Audi CVT Lawsuit Settled

Audi logoVolkswagen Group of America’s settlement of a class-action lawsuit over alleged defects in the continuously variable transmissions in thousands of Audi vehicles has received final approval in U.S. District Court in Los Angeles.

The settlement, approved Sept. 25 by Judge Beverly Reid O’Connell, resolves the lawsuit filed in January 2011 that covers drivers who bought or leased 2002-06 Audi A4s, including Cabriolets, or A6s with factory-installed CVTs in the United States.

The original lawsuit — Anna Sadowska, Yanick Godbout and Tonya DenDekker v. Volkswagen Group of America Inc., Volkswagen AG and Audi AG — argued that manufacturing and design problems caused the transmissions to fail and left owners stuck with repair costs. The suit also alleged that Audi was aware of the problems and hid them from consumers.

Audi denied the allegation, but agreed to reimburse customers for certain repairs and costs. The final settlement — covering about 64,000 vehicles — does not mention any wrongdoing on the automaker’s part.

Audi declined to comment since the case is still open to appeal.

According to court documents, terms of the amended settlement include:

Audi drivers with certain CVT repairs occurring within 10 years or 100,000 miles, whichever occurred first, of the original sale or lease of the vehicle before June 19, 2013, are entitled to a cash reimbursement. The initial powertrain coverage was 4 years/50,000 miles.

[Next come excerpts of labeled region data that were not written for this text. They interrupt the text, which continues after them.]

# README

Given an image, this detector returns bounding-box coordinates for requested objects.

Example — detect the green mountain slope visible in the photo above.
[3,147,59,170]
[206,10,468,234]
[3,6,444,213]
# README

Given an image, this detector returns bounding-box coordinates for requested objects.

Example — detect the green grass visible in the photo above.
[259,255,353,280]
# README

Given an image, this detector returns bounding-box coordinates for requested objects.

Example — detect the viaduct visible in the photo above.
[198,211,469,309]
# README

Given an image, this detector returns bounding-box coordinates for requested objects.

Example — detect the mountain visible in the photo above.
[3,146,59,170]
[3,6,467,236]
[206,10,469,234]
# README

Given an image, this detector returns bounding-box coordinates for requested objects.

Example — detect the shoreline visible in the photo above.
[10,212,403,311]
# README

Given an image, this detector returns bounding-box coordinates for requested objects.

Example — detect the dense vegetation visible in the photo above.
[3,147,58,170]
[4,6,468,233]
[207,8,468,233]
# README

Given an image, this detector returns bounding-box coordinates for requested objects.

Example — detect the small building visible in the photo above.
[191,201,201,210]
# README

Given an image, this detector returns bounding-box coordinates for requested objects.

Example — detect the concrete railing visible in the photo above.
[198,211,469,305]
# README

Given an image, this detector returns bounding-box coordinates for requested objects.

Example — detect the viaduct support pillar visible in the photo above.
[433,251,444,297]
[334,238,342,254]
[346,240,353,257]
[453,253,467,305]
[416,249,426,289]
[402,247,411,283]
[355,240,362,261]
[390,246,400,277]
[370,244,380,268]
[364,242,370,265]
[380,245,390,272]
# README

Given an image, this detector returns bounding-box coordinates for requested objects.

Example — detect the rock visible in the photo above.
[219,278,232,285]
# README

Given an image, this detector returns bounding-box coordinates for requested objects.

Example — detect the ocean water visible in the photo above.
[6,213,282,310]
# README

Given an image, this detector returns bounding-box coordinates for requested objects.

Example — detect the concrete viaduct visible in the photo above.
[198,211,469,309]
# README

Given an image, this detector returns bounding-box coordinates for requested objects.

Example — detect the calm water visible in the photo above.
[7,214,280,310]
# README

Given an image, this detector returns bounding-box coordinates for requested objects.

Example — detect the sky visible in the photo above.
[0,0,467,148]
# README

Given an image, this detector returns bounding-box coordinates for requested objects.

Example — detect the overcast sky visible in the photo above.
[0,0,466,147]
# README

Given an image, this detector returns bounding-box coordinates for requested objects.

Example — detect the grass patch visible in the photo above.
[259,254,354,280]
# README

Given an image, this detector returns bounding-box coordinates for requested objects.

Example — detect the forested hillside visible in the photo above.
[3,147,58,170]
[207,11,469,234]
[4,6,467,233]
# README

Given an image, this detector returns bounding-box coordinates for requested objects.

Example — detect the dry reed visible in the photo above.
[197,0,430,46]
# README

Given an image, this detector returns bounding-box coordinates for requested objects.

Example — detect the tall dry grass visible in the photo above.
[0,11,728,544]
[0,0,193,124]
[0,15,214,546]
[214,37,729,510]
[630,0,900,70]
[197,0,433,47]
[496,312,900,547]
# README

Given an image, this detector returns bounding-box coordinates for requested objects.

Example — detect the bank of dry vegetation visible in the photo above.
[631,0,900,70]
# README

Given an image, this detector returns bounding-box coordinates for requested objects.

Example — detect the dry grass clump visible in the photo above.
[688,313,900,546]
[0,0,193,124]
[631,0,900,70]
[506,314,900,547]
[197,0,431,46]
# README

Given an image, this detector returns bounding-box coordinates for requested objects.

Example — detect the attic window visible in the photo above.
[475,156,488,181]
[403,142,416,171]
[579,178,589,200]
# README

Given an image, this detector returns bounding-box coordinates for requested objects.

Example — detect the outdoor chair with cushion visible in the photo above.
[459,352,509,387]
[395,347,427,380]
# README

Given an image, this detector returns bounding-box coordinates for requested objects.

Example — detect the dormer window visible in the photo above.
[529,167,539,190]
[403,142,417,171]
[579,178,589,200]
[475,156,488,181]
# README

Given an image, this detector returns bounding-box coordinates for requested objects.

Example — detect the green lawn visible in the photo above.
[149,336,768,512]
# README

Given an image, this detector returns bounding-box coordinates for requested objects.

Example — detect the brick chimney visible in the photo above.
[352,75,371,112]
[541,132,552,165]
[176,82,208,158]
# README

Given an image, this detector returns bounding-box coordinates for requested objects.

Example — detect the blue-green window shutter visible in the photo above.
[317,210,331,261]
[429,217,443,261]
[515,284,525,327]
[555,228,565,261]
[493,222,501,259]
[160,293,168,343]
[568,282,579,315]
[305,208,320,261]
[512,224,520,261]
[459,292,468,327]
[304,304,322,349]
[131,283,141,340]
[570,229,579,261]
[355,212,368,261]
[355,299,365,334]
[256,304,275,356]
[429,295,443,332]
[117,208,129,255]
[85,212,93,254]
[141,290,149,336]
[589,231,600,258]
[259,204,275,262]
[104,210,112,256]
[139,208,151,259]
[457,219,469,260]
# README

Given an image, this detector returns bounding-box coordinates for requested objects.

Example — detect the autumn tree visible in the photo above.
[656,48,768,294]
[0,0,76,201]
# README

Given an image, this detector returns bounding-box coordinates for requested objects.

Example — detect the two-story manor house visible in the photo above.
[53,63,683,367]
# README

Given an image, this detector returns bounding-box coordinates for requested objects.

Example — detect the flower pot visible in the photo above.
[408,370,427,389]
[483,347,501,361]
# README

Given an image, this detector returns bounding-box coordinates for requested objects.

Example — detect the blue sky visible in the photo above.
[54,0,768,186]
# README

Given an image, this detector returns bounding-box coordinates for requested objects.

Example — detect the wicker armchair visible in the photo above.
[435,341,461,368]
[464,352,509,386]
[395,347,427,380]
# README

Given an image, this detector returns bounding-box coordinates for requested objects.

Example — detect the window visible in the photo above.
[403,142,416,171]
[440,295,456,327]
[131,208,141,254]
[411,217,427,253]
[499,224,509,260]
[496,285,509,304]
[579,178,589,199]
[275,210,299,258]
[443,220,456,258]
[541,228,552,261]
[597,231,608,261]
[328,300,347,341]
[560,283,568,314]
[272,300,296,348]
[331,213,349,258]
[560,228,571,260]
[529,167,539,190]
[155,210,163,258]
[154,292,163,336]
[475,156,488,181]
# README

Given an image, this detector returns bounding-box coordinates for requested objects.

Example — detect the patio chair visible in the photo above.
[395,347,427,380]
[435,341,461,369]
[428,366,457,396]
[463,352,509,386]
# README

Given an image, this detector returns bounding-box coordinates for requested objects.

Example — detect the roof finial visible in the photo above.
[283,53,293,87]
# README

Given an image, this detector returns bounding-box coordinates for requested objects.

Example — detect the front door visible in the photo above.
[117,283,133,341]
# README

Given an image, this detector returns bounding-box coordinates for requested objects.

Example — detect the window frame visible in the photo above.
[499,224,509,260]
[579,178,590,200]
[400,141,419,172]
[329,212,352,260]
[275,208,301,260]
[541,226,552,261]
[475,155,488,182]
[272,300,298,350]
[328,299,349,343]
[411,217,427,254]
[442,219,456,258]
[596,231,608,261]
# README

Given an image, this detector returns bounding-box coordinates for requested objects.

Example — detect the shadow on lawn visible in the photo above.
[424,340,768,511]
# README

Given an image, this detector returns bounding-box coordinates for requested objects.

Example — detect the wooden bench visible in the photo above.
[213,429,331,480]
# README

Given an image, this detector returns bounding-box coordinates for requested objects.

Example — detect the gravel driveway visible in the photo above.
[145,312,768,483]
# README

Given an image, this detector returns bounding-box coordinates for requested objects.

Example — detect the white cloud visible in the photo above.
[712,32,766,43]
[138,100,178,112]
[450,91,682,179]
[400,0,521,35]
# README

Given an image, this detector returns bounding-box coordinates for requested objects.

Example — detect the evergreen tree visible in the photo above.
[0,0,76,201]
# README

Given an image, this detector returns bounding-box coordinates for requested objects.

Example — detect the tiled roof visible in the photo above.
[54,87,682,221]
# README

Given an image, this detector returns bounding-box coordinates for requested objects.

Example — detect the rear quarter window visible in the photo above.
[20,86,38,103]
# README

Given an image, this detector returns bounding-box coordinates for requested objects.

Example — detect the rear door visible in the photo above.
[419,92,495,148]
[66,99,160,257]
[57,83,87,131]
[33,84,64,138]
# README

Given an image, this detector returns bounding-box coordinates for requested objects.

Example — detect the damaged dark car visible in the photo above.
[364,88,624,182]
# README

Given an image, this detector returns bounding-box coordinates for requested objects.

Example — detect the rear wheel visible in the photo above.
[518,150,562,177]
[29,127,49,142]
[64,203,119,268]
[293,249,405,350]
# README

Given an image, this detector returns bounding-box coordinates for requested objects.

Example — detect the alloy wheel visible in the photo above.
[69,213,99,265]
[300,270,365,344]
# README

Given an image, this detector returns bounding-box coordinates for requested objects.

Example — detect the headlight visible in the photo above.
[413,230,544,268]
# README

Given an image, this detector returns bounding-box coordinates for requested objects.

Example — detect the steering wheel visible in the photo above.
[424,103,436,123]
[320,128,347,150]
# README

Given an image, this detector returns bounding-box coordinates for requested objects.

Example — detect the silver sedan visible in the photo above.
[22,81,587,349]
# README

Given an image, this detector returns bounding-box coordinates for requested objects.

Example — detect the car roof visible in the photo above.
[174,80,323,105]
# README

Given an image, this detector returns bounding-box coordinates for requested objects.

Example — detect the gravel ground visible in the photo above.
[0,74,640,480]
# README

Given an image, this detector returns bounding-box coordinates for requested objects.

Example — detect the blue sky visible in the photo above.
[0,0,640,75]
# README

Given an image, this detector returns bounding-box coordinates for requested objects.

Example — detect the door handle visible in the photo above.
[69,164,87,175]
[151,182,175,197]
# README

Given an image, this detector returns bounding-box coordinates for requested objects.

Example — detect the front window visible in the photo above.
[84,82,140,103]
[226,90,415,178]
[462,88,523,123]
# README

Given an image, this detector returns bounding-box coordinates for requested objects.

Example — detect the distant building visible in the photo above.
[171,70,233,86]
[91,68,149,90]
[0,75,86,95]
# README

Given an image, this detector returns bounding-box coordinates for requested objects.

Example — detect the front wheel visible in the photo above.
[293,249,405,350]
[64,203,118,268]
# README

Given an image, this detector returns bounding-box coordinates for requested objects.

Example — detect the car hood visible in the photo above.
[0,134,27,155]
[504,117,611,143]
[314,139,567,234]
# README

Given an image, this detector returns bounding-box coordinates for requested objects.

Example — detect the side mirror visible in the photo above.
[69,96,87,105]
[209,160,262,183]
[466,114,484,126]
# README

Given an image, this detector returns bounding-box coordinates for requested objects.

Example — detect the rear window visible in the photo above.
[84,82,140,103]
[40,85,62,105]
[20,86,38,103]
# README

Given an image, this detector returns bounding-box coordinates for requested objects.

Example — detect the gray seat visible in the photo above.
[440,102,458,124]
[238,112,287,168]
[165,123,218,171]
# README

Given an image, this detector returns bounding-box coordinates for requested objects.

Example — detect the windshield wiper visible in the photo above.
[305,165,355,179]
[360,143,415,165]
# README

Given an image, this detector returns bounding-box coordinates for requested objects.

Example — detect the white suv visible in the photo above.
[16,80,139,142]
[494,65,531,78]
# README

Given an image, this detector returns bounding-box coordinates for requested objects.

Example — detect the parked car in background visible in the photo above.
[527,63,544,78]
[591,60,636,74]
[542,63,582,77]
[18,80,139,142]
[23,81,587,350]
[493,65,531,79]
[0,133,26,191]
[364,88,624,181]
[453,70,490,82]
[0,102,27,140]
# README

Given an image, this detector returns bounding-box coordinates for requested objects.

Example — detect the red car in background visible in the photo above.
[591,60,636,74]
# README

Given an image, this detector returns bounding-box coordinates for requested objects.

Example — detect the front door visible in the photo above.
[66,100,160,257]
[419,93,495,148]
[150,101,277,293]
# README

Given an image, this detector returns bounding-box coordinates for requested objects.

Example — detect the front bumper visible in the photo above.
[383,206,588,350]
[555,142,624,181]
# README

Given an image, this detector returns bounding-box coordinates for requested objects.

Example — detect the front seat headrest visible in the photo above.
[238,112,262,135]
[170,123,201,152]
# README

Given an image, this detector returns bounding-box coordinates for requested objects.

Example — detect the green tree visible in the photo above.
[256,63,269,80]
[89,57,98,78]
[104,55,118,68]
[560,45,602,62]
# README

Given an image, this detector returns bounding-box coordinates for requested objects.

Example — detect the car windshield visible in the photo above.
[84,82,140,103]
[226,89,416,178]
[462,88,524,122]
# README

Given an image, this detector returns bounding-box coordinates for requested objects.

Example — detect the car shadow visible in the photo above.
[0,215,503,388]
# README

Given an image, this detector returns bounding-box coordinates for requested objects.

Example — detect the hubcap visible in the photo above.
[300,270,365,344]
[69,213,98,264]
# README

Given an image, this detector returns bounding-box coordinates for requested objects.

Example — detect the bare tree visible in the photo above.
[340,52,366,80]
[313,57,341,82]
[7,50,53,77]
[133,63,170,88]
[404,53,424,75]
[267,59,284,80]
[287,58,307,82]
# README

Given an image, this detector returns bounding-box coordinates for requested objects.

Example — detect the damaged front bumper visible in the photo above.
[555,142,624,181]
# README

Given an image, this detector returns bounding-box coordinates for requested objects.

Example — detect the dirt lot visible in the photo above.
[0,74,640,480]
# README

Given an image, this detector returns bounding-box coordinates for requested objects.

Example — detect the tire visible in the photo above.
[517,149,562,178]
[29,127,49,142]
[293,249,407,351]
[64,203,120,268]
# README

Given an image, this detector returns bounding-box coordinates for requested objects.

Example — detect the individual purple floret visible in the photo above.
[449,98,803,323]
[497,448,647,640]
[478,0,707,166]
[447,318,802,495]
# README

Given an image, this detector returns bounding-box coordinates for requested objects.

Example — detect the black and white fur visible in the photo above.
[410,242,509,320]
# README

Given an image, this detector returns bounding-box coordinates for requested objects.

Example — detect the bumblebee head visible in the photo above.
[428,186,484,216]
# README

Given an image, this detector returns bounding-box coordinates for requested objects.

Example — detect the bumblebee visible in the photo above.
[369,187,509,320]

Parts for reimbursement vary by model year.

To receive a cash reimbursement, Audi drivers must submit a claim form with supporting documents no later than Nov. 18.

Audi will extend its new-vehicle limited warranty to cover repair or replacement of qualifying CVT parts by an authorized Audi dealer if the problem occurred within 100,000 miles or 10 years from the date of the original purchase or lease.

The settlement also includes a trade-in reimbursement for lost value of a 2002-04 A4 or A6 needing a replacement CVT after the normal warranty expired but the vehicle was sold or traded with no repair. The settlement does not make clear why 2005-06 vehicles are not covered.

Owners with certain 2002 and 2003 vehicles beyond the extended warranty can still be reimbursed for the specified repair if the problem occurred within 100,000 miles or 10 years.

Owners claiming personal injury, property damage or subrogation are excluded from the settlement, court documents show.

The court awarded $2.4 million in fees, costs and expenses to the plaintiff’s attorneys, and approved incentive awards of $5,000 to Sadowska and Yanick, and $1,000 to DenDekker.